= Gustav Heyer =

Gustav Richard Heyer (29 April 1890 – 19 November 1967) was a Jungian psychologist, "the first significant person in Germany to be attracted to Jung's psychology".

==Life==
Heyer was a Munich medical doctor. In 1918 he married Lucie Grote, a masseuse, dancer and student of Elsa Gindler. Heyer and his wife pioneered together a combined physical and psychological therapy. They both underwent training with Carl Jung in the mid-1920s, and Heyer became a close friend of Jung. He was Jung's deputy for a year when Jung controversially assumed the presidency of the General Medical Society for Psychotherapy, and Jung wrote an introduction for Heyer's The Organism of the Mind. In 1936, however, he and Jung argued at the annual meeting of the society.
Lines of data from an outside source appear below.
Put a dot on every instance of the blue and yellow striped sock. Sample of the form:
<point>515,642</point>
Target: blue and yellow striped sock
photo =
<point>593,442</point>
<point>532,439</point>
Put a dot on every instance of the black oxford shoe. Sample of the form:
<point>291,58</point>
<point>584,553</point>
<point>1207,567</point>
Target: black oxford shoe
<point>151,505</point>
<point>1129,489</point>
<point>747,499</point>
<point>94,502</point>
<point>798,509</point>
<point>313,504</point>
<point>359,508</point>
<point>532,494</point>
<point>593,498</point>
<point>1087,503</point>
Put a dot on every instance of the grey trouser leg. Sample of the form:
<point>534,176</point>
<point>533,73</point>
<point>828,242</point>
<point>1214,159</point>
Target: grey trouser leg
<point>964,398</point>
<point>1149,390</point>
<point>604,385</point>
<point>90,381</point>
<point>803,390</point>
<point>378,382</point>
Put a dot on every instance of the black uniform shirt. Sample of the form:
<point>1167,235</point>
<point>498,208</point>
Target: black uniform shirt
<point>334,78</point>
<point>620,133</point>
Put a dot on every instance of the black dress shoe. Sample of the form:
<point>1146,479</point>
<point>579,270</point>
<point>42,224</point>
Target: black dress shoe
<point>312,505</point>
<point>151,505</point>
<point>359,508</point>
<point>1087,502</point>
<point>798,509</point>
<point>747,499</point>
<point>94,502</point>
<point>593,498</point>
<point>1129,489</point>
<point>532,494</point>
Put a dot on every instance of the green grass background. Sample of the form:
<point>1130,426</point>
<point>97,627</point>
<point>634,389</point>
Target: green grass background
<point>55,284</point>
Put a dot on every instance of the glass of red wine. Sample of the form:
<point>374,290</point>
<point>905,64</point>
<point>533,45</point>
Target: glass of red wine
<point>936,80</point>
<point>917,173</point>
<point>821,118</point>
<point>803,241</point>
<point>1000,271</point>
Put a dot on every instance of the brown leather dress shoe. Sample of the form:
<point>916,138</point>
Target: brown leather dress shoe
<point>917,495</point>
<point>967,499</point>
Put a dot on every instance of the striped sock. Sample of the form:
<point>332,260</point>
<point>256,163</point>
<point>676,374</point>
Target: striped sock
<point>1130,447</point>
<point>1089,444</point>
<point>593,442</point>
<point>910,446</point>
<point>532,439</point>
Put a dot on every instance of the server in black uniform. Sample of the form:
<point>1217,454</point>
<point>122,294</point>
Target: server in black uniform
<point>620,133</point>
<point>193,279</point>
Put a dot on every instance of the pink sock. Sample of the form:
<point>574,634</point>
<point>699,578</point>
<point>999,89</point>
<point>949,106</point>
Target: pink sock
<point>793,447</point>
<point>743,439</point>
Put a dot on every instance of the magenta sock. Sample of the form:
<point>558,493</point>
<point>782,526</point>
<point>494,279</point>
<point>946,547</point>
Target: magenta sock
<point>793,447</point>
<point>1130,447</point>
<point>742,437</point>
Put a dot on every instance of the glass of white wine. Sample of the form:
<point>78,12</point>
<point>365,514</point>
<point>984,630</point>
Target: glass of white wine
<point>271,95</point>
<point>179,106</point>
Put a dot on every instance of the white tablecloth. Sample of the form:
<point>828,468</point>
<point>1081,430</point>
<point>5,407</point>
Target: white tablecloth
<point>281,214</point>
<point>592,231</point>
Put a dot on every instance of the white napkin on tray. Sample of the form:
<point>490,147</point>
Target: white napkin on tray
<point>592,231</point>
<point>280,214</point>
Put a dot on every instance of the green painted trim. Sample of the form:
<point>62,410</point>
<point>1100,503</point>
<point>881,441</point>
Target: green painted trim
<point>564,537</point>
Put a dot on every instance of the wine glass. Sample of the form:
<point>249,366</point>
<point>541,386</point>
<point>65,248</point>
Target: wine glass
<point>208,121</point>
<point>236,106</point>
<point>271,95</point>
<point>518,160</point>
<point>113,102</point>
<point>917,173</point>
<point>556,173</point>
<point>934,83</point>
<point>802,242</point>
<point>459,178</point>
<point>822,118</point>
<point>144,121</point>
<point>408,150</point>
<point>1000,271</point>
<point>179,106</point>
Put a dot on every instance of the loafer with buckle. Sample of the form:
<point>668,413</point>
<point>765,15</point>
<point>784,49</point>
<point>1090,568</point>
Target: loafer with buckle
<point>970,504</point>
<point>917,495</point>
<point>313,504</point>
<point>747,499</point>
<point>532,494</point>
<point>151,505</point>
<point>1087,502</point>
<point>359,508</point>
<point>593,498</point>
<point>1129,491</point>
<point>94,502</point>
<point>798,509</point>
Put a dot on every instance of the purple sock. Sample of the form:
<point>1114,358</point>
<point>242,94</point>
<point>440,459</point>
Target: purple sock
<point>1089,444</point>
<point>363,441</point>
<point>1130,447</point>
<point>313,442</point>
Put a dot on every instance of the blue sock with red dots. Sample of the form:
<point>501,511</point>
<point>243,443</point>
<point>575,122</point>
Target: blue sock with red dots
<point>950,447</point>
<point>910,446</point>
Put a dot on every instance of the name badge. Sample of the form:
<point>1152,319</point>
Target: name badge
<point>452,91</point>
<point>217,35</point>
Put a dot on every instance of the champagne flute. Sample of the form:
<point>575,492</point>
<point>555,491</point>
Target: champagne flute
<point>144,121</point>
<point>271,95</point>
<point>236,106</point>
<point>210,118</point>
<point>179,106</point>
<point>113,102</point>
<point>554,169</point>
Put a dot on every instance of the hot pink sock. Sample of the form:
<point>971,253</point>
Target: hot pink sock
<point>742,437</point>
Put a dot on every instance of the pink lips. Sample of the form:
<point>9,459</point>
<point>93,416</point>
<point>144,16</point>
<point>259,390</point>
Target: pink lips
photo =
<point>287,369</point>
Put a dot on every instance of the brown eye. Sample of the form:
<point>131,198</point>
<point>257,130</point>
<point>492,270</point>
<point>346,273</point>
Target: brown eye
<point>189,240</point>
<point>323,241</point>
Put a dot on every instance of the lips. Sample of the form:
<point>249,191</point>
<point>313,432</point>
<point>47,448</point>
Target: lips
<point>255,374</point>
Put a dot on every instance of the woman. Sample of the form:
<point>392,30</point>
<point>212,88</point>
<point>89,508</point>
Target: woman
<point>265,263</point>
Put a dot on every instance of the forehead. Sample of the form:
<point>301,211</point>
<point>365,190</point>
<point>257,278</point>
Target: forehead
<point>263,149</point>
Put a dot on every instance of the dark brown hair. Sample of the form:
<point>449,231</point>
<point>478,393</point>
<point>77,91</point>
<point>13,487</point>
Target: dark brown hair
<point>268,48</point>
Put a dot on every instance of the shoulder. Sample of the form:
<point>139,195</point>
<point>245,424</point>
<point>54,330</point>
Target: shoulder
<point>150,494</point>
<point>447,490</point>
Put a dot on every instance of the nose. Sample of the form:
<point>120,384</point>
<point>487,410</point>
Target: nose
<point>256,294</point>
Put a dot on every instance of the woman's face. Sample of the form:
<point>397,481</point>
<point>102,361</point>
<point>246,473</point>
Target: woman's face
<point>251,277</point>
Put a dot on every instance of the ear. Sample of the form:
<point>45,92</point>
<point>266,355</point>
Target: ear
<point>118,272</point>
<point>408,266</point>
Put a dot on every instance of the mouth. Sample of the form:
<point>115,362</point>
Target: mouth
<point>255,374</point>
Lucie Grote divorced Heyer in the mid-1930s, partly because he loved another woman. Later, he joined the Nazi party in 1937, and in 1939 went to Berlin to teach and see patients at the Goering Institute. Like many Nazis, his anti-Semitism was not without complication. In September 1938, for example, he wrote a warm letter of recommendation for the Jewish Max Zeller, who had been in analysis with him that year before being interned in a camp. Heyer remained a member of the Nazi Party until 1944. That year, reviewing the German edition of Jung's writings, Heyer criticised Jung 's "western-democratic audience" and his attack upon totalitarianism. After the war Jung denounced Heyer for his Nazi past, and refused ever to meet with him again. Heyer moved to practice and write in rural Bavaria until his death. Heyer's daughter burned all of her father's papers.

==Works==
- Seelenführung: Möglichkeiten, Wege, Grenzen, Potsdam: Müller & Kiepenheuer, 1929.
- Der Organismus der Seele : Eine Einführung in die analytische Seelenheilkunde, München: J. F. Lehmann, 1932. Translated by Eden and Cedar Paul as The organism of the mind; an introduction to analytical psychotherapy, London: K. Paul, Trench, Trubner & Co., 1933.
- Praktische Seelenheilkunde; eine Einführung in die Psychotherapie für Ärzte und Studierende, München: J.F. Lehmann, 1935.